How can bacteria understand where they are and coordinate their ability to cause disease? To understand this, Professor Jörgen Johansson is studying the bacterium Listeria monocytogenes.
Jörgen Johansson is a professor in molecular microbiology at the Department of Molecular Biology.
Jörgen uses the pathogenic bacterium Listeria monocytogenes as a model system to understand why bacteria can make people sick. The goal is to describe at the molecular level how the bacterium can understand where it is and how these systems make the bacterium pathogenic. He mainly looks at how so-called RNA molecules form and how this affects its activity, but also at how the bacterium reacts to stress. Together with other researchers at Umeå University, Jörgen is also trying to identify new types of antibiotics.
The Listeria bacterium is quite common in nature and we humans can ingest it through various foods, especially dairy products. In most cases, we do not get sick, but a large dose can lead to illness, especially in people with weakened immune systems, such as pregnant women. In adults, such a so-called listeriosis can manifest itself as meningitis or a general infection with bacterial spread in the blood. The mortality rate for listeriosis is very high, almost 30 percent. Therefore, it is also important to develop new treatment methods and preventive methods.

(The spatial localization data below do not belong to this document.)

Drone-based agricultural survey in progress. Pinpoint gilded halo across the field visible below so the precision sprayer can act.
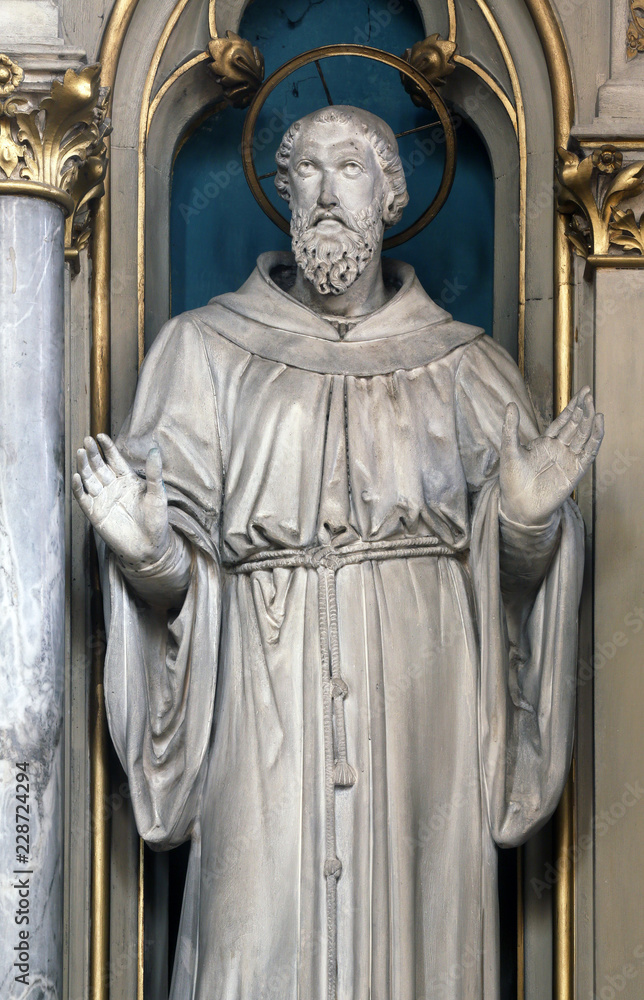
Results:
[242,43,456,250]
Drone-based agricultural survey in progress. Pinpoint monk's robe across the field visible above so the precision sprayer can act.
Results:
[100,254,583,1000]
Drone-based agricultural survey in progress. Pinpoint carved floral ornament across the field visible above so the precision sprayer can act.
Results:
[208,31,456,108]
[557,144,644,266]
[0,61,110,269]
[208,31,264,108]
[626,0,644,59]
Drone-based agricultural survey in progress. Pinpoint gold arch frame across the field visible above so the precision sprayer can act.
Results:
[242,43,456,250]
[89,0,575,1000]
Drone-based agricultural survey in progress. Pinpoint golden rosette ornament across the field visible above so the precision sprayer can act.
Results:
[208,31,264,108]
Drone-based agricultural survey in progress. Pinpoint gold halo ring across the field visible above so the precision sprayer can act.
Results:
[242,43,456,250]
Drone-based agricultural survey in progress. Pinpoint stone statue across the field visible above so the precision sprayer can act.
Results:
[74,107,603,1000]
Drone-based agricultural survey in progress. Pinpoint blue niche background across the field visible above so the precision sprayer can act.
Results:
[171,0,494,332]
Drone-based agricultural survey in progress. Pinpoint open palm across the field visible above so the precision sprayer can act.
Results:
[499,386,604,525]
[72,434,171,569]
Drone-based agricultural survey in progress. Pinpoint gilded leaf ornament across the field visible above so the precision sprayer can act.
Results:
[0,55,110,264]
[208,31,264,108]
[626,0,644,59]
[557,144,644,260]
[401,34,456,108]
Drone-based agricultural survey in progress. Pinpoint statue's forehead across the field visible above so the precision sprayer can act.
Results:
[293,120,375,160]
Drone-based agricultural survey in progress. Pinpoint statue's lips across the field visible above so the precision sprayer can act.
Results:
[314,215,347,230]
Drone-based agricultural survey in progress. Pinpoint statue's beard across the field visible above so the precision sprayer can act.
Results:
[291,202,383,295]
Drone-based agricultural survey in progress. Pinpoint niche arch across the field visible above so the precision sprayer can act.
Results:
[92,7,572,1000]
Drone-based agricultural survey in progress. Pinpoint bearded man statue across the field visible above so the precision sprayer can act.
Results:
[74,107,603,1000]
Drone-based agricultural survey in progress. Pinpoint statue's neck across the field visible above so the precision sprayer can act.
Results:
[289,253,394,317]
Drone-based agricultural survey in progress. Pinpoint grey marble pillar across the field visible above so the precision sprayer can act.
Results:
[0,195,65,1000]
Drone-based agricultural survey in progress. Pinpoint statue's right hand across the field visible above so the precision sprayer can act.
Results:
[72,434,172,570]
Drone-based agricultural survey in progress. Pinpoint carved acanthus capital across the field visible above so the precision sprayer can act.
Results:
[626,0,644,59]
[208,31,264,108]
[0,63,110,274]
[557,144,644,267]
[402,34,456,108]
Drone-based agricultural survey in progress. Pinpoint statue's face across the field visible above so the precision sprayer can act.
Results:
[289,122,385,234]
[288,122,387,295]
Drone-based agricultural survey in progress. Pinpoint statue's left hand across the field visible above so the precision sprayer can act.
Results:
[499,386,604,525]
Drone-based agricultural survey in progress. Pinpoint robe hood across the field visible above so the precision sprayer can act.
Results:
[192,252,483,376]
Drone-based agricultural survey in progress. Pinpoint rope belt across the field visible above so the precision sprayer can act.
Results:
[225,536,459,1000]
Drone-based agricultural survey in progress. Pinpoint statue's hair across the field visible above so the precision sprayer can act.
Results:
[275,105,409,226]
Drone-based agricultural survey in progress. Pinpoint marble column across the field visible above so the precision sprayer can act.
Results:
[0,195,65,1000]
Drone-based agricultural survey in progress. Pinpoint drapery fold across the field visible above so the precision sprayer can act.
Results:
[97,259,583,1000]
[470,480,584,847]
[104,507,221,848]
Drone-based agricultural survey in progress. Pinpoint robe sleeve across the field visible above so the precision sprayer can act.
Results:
[455,337,584,847]
[102,317,222,849]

The Johansson lab has for more then 20 years studied the mechanism by how Listeria senses temperature to control its infectious potential. With the help of RNA molecules, the bacteria can control when they should produce toxic substances during an infection and also when they should block production, for example if they are outside the human body. This occurs through a thermostat-like function that causes an RNA molecule to have a closed structure at low temperatures. When the temperature becomes higher, for example in the human body, the structure opens and allows the production of toxins. The flexibility of RNA molecules creates very advanced signal chains in both bacteria and human cells.
Jörgen Johansson's research group has developed new advanced methods to determine what individual RNA molecules look like and whether they are "active" or "inactive". With these methods, they have identified several new RNA-based regulatory mechanisms that the bacteria use to cause disease.
Together with Umeå professors Sven Bergström, Fredrik Almqvist and Elisabeth Sauer-Eriksson, Jörgen Johansson's research group has also studied and investigated whether synthetic molecules can function as new types of antibiotics. The results are very promising, and they have also identified the mechanism for how these new antibiotics work in Listeria at the atomic level.